ROMA – Curioso paese l’Italia: su uno dei suoi maggiori quotidiani, La Stampa, si può leggere che “A New York fanno la fila sulla 47° strada davanti ai negozi che acquistano oro per scambiare anelli e catenine di famiglia in cambio di dollari. Si tratta di un fenomeno insolito per Manhattan…”.  E’ la corsa all’oro, a venderlo. Perché l’oro oggi vale 1.800 dollari l’oncia, 1.800 dollari per circa trenta grammi. La corrispondenza de La Stampa riporta la spiegazione di Robin Russo, manager di un  Gold Exchanges: “Non ho mai visto nulla di simile in trenta anni, si tratta di un assalto dei venditori che ha trasformato in pochi giorni la mia attività, non sono più qui a vendere gioielli piccoli e grandi ma acquisto in continuazione, fino a sentirmi trasformato in una sorta di distributore  di prestiti di modesta entità”. Fa eco Michael Tobak, proprietario dell’omonima ditta: “Tutto è iniziato quando il metallo giallo ha toccato i 1.800 dollari, la gente comune è arrivata in massa nel mio come in altri negozi per vendere tutto, temendo che la quotazione possa iniziare a scendere”. Bravo Maurizio Molinari, il corrispondente che da New York si è accorto di ciò che succede a New York, ma l’Italia è un  curioso paese.

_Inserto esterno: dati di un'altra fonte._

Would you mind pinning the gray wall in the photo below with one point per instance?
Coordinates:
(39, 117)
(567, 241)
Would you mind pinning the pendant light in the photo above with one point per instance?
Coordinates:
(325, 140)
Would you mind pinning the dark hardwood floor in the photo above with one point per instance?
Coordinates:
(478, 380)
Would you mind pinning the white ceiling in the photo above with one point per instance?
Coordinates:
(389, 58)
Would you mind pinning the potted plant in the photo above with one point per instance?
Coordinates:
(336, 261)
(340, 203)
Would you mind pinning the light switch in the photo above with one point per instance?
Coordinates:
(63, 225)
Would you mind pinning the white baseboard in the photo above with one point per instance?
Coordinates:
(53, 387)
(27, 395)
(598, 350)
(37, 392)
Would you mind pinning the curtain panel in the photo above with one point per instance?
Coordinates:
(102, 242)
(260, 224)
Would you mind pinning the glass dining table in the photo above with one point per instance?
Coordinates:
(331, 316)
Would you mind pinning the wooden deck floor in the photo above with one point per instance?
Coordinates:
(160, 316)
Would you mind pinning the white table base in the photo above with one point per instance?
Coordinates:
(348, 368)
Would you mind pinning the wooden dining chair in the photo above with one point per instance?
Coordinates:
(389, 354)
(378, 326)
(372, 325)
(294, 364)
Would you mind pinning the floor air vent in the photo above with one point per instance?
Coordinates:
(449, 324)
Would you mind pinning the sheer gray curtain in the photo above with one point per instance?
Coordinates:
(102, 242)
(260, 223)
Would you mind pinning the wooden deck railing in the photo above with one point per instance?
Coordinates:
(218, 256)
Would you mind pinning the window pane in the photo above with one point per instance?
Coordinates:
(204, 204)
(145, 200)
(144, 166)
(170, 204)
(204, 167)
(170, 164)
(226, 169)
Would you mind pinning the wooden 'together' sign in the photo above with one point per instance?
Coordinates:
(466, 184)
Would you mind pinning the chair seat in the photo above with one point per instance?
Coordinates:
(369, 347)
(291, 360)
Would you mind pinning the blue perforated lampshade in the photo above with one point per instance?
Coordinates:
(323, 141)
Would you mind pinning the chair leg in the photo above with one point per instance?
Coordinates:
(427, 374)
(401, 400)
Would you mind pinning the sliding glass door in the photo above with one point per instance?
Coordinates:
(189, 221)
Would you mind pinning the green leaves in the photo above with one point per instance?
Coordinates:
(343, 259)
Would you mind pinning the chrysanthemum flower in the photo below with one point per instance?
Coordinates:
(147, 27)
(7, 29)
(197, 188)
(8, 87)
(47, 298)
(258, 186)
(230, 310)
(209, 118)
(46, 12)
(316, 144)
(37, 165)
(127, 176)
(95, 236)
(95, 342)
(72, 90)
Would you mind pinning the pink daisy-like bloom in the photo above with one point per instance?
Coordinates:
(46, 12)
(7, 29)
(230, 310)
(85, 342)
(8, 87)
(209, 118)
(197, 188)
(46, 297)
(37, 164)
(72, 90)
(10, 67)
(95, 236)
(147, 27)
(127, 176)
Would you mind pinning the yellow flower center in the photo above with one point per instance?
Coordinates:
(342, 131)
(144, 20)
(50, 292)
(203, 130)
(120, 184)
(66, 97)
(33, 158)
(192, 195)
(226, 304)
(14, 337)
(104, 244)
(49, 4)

Curioso perché qui in Italia se leggi i giornali puoi sapere cosa accade a New York, un po’ meno quel che succede in Italia. Una breve visita a tre gioiellieri di quartiere, una mini indagine artigianale effettuata sotto casa a Roma offre un risultato inequivocabile: la corsa all’oro, a venderlo, è partita anche in Italia. Anche qui i gioiellieri, almeno quelli non particolarmente “griffati”, acquistano più che vendere. Anche qui, se non proprio la fila, c’è una costante processione di gente comune e normale che si va a vendere la collanina o l’orologio. Per indigenza, come al Banco dei Pegni? No, la spinta a vendere è duplice e mista. Si pensa di fare un affare, di profittare di quella maxi valutazione dell’oro. E ci si aggiunge il calcolo che, con con “l’affare”, si evita di dover rinunciare a qualche consumo e si sostiene, almeno momentaneamente, il reddito. Non vanno a vendere i poveri, cercano, trattano la vendita dell’oro che sta nel cassetto di casa i “medi” e perfino qualche “agiato”. Con scene di straordinaria contrattazione: chi sa quanti carati ci sono davvero nell’oro di una cassa dell’orologio?